1. Field goal percentage and making field goals is obviously the most important advantage. Whether it's Roberto Aguayo, Connor Barth. Kyle Brindza, or any other kicker, you have to make field goals no matter when they occur in a game. Missed field goals in the 2nd or 3rd quarter can hurt just as bad as missed field goals in the 4th quarter. If Brindza knew how to make field goals in the 2nd and 3rd quarters of games, we may still be talking about him instead of Aguayo. I think the day Brindza was released, Licht set his eyes on the Lou Groza award winner still kicking at Florida State.
2. The clutch factor is also an important factor a top kicker can bring to a team. Yes, those 2nd and 3rd quarter field goals are vital, but nailing game-tying and game-winning field goals in the 4th quarter are the things great teams with great kickers do, and the poor teams fail at.
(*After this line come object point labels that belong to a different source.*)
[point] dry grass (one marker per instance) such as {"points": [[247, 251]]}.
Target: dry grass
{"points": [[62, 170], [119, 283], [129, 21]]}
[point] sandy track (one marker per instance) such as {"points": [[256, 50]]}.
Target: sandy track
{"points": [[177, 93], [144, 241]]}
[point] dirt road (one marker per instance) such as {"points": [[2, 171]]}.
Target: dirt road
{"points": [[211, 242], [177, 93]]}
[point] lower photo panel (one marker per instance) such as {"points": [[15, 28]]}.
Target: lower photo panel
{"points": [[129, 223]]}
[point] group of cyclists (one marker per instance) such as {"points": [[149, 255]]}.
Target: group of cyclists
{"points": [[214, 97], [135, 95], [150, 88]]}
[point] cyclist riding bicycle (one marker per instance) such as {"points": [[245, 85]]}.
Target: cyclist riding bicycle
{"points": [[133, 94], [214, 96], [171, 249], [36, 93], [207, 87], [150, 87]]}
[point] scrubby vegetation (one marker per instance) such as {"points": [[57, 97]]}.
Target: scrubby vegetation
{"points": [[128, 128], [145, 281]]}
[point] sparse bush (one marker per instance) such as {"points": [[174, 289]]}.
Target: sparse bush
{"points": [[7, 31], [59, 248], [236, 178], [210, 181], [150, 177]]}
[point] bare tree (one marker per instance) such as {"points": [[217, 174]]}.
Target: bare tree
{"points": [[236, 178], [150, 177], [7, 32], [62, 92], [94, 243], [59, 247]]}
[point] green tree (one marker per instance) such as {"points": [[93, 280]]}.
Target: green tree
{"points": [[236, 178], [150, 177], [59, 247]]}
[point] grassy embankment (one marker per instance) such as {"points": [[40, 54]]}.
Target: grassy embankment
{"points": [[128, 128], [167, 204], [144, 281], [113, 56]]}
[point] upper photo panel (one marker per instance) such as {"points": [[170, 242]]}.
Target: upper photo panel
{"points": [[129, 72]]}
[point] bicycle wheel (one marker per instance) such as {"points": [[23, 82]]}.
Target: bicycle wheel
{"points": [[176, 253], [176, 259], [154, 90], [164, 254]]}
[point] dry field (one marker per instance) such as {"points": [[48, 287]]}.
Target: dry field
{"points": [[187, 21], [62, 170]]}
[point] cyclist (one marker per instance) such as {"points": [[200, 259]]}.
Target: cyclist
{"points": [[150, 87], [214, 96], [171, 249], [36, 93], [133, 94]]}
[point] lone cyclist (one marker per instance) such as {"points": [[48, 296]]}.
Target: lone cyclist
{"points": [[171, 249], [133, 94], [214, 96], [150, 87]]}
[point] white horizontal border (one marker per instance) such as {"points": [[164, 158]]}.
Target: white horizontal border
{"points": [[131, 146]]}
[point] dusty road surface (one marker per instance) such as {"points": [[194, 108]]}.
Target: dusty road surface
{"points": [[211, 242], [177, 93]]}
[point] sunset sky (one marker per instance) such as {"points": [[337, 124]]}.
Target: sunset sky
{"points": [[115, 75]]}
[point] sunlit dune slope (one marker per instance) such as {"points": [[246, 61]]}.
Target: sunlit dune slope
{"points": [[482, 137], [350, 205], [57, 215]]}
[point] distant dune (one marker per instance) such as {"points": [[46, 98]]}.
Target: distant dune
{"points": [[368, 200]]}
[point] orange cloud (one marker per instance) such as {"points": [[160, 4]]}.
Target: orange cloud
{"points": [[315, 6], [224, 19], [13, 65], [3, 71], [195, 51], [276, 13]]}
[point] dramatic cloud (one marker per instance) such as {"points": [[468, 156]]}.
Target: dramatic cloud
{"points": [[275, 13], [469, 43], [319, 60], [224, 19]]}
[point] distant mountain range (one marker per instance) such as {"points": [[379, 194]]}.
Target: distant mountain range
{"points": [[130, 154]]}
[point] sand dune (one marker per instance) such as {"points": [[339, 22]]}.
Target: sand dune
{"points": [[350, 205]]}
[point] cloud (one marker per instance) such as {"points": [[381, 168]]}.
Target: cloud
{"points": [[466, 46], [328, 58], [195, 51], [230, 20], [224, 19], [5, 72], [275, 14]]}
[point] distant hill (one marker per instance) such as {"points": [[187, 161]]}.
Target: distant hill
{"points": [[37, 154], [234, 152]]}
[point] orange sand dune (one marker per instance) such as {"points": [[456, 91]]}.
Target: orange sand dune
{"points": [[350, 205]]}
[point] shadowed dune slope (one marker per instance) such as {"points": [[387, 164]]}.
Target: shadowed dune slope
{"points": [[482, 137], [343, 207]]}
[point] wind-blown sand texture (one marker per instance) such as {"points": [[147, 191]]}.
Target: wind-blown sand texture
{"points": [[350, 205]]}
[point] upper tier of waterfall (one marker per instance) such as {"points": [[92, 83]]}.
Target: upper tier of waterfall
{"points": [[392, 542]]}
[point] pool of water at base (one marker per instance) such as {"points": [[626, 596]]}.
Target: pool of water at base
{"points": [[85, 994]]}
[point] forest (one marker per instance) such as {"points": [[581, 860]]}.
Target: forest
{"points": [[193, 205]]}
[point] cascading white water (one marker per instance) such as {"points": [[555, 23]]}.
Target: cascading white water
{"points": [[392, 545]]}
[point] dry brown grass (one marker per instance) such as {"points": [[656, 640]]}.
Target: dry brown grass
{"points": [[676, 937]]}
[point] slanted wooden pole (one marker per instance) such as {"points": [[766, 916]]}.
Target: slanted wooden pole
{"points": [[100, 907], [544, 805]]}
We all know that Jason Licht has been around clutch kickers like Adam Vinatieri and Stephen Gostkowski in New England, and David Akers in Philadelphia. Those teams were playoff caliber teams year after year, and they had the clutch kickers to be the difference between close losses and close wins.
3. What about kickoffs? Well, Aguayo is pretty strong there too. This isn't about blasting it through the endzone anymore. There is significant strategy that needs to be used with the new rule placing touchbacks at the 25 yard line. One thing I love most about Aguayo is that when the ball explodes off his foot, and it does unlike any other kicker I've seen in person before, the ball immediately gets elevation. This elevation is excellent on field goals to avoid the rush, but it will also be very important with kickoffs this year. Outstanding hangtime and an innate ability to place the kickoff near the goal line could lead to poor position for opposing offenses in 2016.
When you take these factors and combine them into one word, the word you get is "momentum." The game of football, perhaps more than any other sport, revolves around momentum. When it rains, it pours, and anyone that's played the game of football and experienced this momentum within the course of a game knows how important it is. Like it or not, there might not be a position that can keep or extinguish momentum as much as a kicker can. A missed field goal at any point in a game can take the momentum that team has mustered up and tossed it right to the opposition. A made field goal keeps the status quo and any momentum that team has built on their side. The one thing kickers can rarely do is create momentum on their own for their own team, but the earlier examples are just as important.
Aguayo now joins a solid group of 3 kickers to to be drafted within the first two rounds of a draft since 1990. Jason Hanson, Mike Nugent, and Sebastian Janikowski were all taken early in their respective drafts, and all played or are still playing 10+ seasons in the NFL. Perhaps a kicker drafted early in a draft is more of a sure thing than any other position.
Most will ignore the logic above and simply run with their true feelings deep inside. Do you love the Aguayo pick or do you hate it? Likely, you're on one side or the other, and because of that, I have serious concern that Aguayo will be given a legit shot to succeed. This will have little to do with how he performs on the field and much more to do with each of you having your pride getting in the way. On a made field goal, the ones that loved the Aguayo pick will puff their chests out, and vice versa for the ones who hated the pick when he misses a kick. Bucs fans will be more focused on whether or not their immediate reaction was right rather than hope their team reaps the benefits of hopefully drafting the star kicker their GM believes he is.
Yes, Roberto Aguayo is a special talent. Anyone that has seen him perform in person knows that. I just hope fans can forget about their idiotic pride and rally around a common goal of hoping every player succeeds. If not, it will be unfortunate if Aguayo's new home fans put more pressure on him than he's ever received kicking football in football stadiums.